How to use IBM Content Analyzer PEAR module with IBM OmniFind Enterprise Edition

This document describes how to use IBM Content Analyzer PEAR module with OmniFind Enterprise Edition as a custom UIMA analysis engine. For the definition of $ES_INSTALL_ROOT and $ES_NODE_ROOT, please refer http://publib.boulder.ibm.com/infocenter/discover/v8r4/index.jsp?topic=/com.ibm.discovery.es.in.doc/installing/iiysidirs.htm
PEAR setup
Follow http://publib.boulder.ibm.com/infocenter/discover/v8r4/index.jsp?topic=/com.ibm.discovery.es.ad.doc/administering/iiysauima.htm to upload the IBM Content Analyzer PEAR module to the OmniFind Enterprise Edition index server. Because the PEAR module is larger than 8MB, you should copy it onto the OmniFind Enterprise Edition index server. IBM Content Analyzer PEAR modules are in $TAKMI_HOME/pear directory. Each PEAR module is packaged for one language.
The PEAR contents will be installed in $ES_NODE_ROOT/data/pearsupport/PearIDN where N is a unique number to identify PEAR modules in the index server. The directory is referred as $PEAR_ROOT in this document.
If the OmniFind Enterprise Edition index server does not have IBM Content Analyzer installation, the system library path should contain $PEAR_ROOT/bin to use the Japanese PEAR module. See this section of the document.
You can also specify how to map OmniFind Enterprise Edition metadata to IBM Content Analyzer. The mapping is described in this manual.
NLP Resource deployment
$PEAR_ROOT/database is the default IBM Content Analyzer database structure used by the PEAR module. In order to use a custom category tree or custom dictionaries, you can edit them under the directory and run takmi_nlp_resource_deploy command same as normal IBM Content Analyzer databases.
For the English PEAR module, follow these steps to use IBM Content Analyzer custom dictionaries inside the OmniFind Enterprise Edition parser:
  1. Stop the OmniFind Enterprise Edition parser process.
  2. Copy $PEAR_ROOT/database/dic/LangWare50/en-XX-TAKMIUserNE.dic to $ES_INSTALL_ROOT/configurations/parserservice/jediidata/frost/resources directory.
  3. Backup $ES_NODE_ROOT/master_config/collection_id.parserdriver/specifiers/jfrost.xml where collection_id is the collection ID of the target collection.

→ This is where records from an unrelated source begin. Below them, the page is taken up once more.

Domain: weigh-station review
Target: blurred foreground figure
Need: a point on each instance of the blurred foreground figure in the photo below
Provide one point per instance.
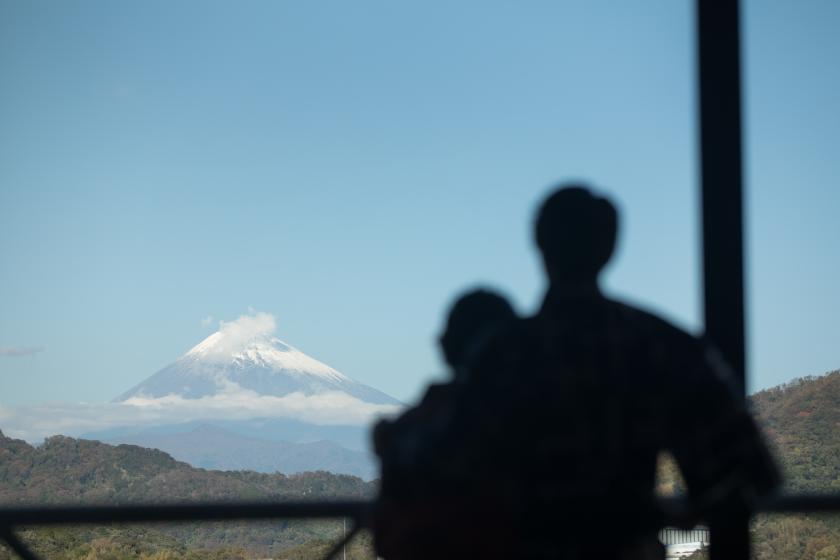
(563, 415)
(422, 505)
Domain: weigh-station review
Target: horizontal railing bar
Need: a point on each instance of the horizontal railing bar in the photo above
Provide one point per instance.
(151, 513)
(358, 510)
(802, 503)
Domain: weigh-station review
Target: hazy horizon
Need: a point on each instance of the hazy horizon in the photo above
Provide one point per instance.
(351, 169)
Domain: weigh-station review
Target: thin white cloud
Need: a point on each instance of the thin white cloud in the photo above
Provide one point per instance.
(16, 351)
(34, 423)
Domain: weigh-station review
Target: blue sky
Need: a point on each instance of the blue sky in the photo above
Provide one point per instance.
(350, 167)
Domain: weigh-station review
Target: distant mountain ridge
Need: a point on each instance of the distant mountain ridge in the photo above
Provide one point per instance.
(261, 363)
(252, 401)
(69, 470)
(75, 471)
(211, 447)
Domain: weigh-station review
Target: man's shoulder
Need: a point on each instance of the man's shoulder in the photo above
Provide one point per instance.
(647, 322)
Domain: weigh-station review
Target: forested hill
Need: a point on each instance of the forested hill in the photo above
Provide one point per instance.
(802, 421)
(67, 470)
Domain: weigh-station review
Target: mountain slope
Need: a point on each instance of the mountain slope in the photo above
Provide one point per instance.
(72, 471)
(802, 421)
(68, 470)
(261, 363)
(211, 447)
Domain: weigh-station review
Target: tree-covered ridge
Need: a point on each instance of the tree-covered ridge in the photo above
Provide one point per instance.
(802, 422)
(70, 471)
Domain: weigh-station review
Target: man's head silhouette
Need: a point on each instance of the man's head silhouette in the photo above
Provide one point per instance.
(576, 233)
(472, 316)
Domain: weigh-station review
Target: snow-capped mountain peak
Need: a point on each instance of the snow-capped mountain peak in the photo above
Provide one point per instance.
(261, 351)
(247, 355)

  4. Edit $ES_NODE_ROOT/master_config/collection_id.parserdriver/specifiers/jfrost.xml as follows:
    1. To use the IBM Content Analyzer custom dictionary, add en-XX-TAKMIUserNE.dic to the English LexicalDicts entry as follows:
      
            <!-- English -->
            <settingsForGroup name="en">
              <nameValuePair>
                <name>LexicalDicts</name>
                <value>
                  <array>
                    <string>en-XX-TAKMIUserNE.dic</string>
                    <string>en-XX-Lex.dic</string>
                  </array>
                </value>
              </nameValuePair>
              <nameValuePair>
                 <name>StopwordDicts</name>
                 <value>
                   <array>
                     <string>en-Stw.dic</string>
                   </array>
                 </value>
              </nameValuePair>
              <nameValuePair>
                  <name>SpellCorrectionDicts</name>
                  <value>
                    <array>
                      <string>en-XX-Rules.dic</string>
                    </array>
                  </value>
              </nameValuePair>
            </settingsForGroup>
      
    2. By default, OmniFind Enterprise Edition parser breaks URLs and mail addresses into word pieces; for example “somebody@jp.ibm.com” will be the word sequence of “somebody”, “@”, “jp”, “.”, “ibm”, “.”, and “com”. If you need to process URLs or mail addresses as one word, set the DoURISegmentation option to false as follows:
      
      <nameValuePair>
        <name>DoURISegmentation</name>
        <value>
          <boolean>false</boolean>
        </value>
      </nameValuePair>
      
      Please note that this will change the OmniFind Enterprise Edition behavior. The query “somebody” will not match “somebody@jp.ibm.com” under this configuration.
NLP processing
Once the PEAR module is associated with a particular OmniFind Enterprise Edition parser, the parser will feed documents to the PEAR and produce MIML files in $PEAR_ROOT/database/db/miml directory.
Configuration parameters
Database directory
By default, the PEAR uses $PEAR_ROOT/database as the database directory. In order to change the database directory, replace every occurrences of $PEAR_ROOT/database with the new database directory path in the descriptors under $PEAR_ROOT/desc directory. Both OmniFind Enterprise Edition and IBM Content Analyzer admin users should be able to read and write the directory.
Output MIML files
Configuration parameters for the output MIML files are defined in MIMLWriteAnnotator.xml and set in OAE_PACK_en.xml and OAE_PACK_ja.xml. All descriptors are located in $PEAR_ROOT/desc/text_analysis_engine directory. The following configuration parameters are defined.
Language
Output language: “en” or “ja”.
DocumentsPerMIML
The maximum number of documents written in one MIML.
OutputDirectory
The directory where output MIML files are located.
OutputBasename
The basename of MIML files, defaulted to “docset”. The MIML files will be named as “docset_YYYYMMDD_HHMMSS_N.miml”.
Problem determination
Out of memory error
Refer http://www-128.ibm.com/developerworks/db2/library/techarticle/dm-0702baessler/index.html#pear_heap_size to change the heap size for the PEAR module.
Cannot load JSA library module
Japanese PEAR module uses a Japanese text analysis engine called JSA. The location of JSA modules should be in the system library path so that the PEAR module can load them. Although the IBM Content Analyzer installer makes the appropriate setting, please check that the following environment variables are defined and effective for OmniFind Enterprise Edition parser.
Operating system Environment variable JSA modules
Windows PATH libjsa.dll, JniJSA.dll
AIX LIBPATH libjsa.so, libJniJSA.so
Linux LD_LIBRARY_PATH libjsa.so, libJniJSA.so
The IBM Content Analyzer installer changes the appropriate environment variable to include $TAKMI_HOME/uima/component/jsa where the JSA modules are installed. The JSA modules are also contained in $PEAR_ROOT/bin directory so that the PEAR can work without IBM Content Analyzer installation, but you need to change the environment variable to use the PEAR-contained JSA modules.